Montesquieu sigue muerto. Tenerlo enterrado para impedir que aquellos jueces franquistas fueran los que aplicaran las leyes promulgadas desde un parlamento democrático y evitar así que cohabitaran en un poder unos y en los otros dos poderes otros tenía su razón de ser; pero ya conocemos la insaciable voracidad de la casta política (la de un lado y la del otro) por ser el niño en el bautizo, el novio en la boda y el muerto en el entierro.

Por propia definición, una justicia que no es independiente… no es justicia. La esencia de la Justicia reside en que, por ser un poder independiente, puede poner freno a otro poder cuando éste emprende su carrera natural hacia el abuso.

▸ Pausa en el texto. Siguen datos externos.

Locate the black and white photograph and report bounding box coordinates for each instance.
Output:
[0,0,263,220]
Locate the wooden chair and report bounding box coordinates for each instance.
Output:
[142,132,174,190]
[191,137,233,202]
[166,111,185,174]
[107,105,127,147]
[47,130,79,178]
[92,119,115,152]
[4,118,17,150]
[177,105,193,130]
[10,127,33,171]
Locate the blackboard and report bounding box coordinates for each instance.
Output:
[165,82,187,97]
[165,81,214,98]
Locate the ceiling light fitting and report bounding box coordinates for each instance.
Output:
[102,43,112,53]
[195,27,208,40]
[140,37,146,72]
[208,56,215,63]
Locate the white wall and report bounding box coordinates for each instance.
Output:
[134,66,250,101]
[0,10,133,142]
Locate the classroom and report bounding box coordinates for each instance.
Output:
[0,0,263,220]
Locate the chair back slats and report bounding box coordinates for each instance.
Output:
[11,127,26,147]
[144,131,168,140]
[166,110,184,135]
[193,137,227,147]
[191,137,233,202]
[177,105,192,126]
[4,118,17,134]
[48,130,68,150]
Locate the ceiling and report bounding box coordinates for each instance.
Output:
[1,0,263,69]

Difícilmente se puede creer en algo pervertido en su esencia misma; sería como pedirle a un ateo que de visita en una iglesia u obligado en una misa, se encomendara a Dios.

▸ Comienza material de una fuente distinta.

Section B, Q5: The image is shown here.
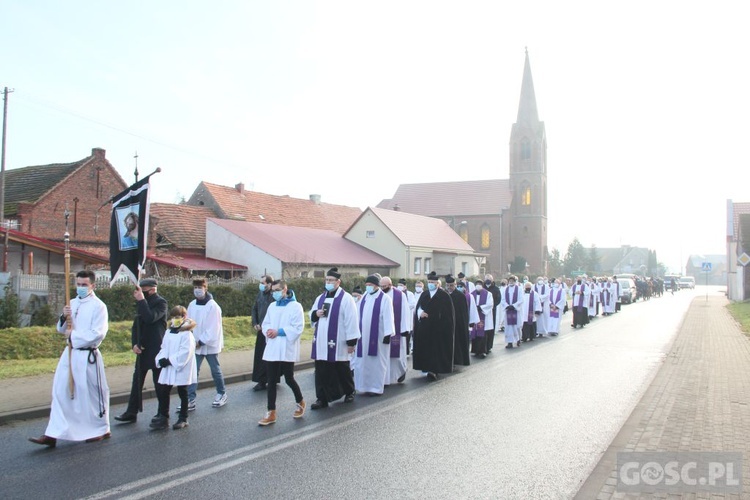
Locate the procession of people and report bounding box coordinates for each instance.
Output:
[29,267,648,447]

Si Montesquieu resucitara, alucinaría viendo al órgano máximo de los jueces de su vecina España – El Consejo General del Poder Judicial – designado por políticos; cuestionaría la legalidad de un Tribunal Supremo y de un Tribunal Constitucional sometido al entrometimiento de un Gobierno y un Parlamento que presumen de constitucionales y que no son más que miniparlamentos al servicio del poder; y pensaría que, doscientos cincuenta y tres años después de su muerte, España continúa gobernada todavía por Carlos III, Carlos IV o, peor aún, por Fernando VII, ¡qué más da!.

Una Justicia independiente requeriría que los mismos jueces eligieran sus órganos de gobierno y que sus miembros estuvieran vigilados y controlados por los tribunales, como cualquier otro ciudadano o colectivo. Propongo que el Ministerio de Justicia y la Fiscalía General del Estado dejen de existir, que el papel de las asociaciones de jueces se replantee, y se destierre para siempre del lenguaje los calificativos de progresista o conservador aplicado a la labor profesional de los jueces. ¿Se imaginan que los servicios de un fontanero fueran valorados por su afiliación política?, pues eso. En el caso en que el Gobierno tuviera que defenderse o ejercer cualquier tipo de acusación, recurriría a los tribunales como cualquier hijo de vecino, porque para eso se supone que somos iguales, ¿o no?

Sí, querido Charles, te pido que salgas de tu tumba y descubras la venda que tapa la mirada ciega de la mujer que simboliza la Justicia y así sabrás que, en España, ésta guiña los ojos a la derecha o a la izquierda dependiendo de quien se la lleve a su casa.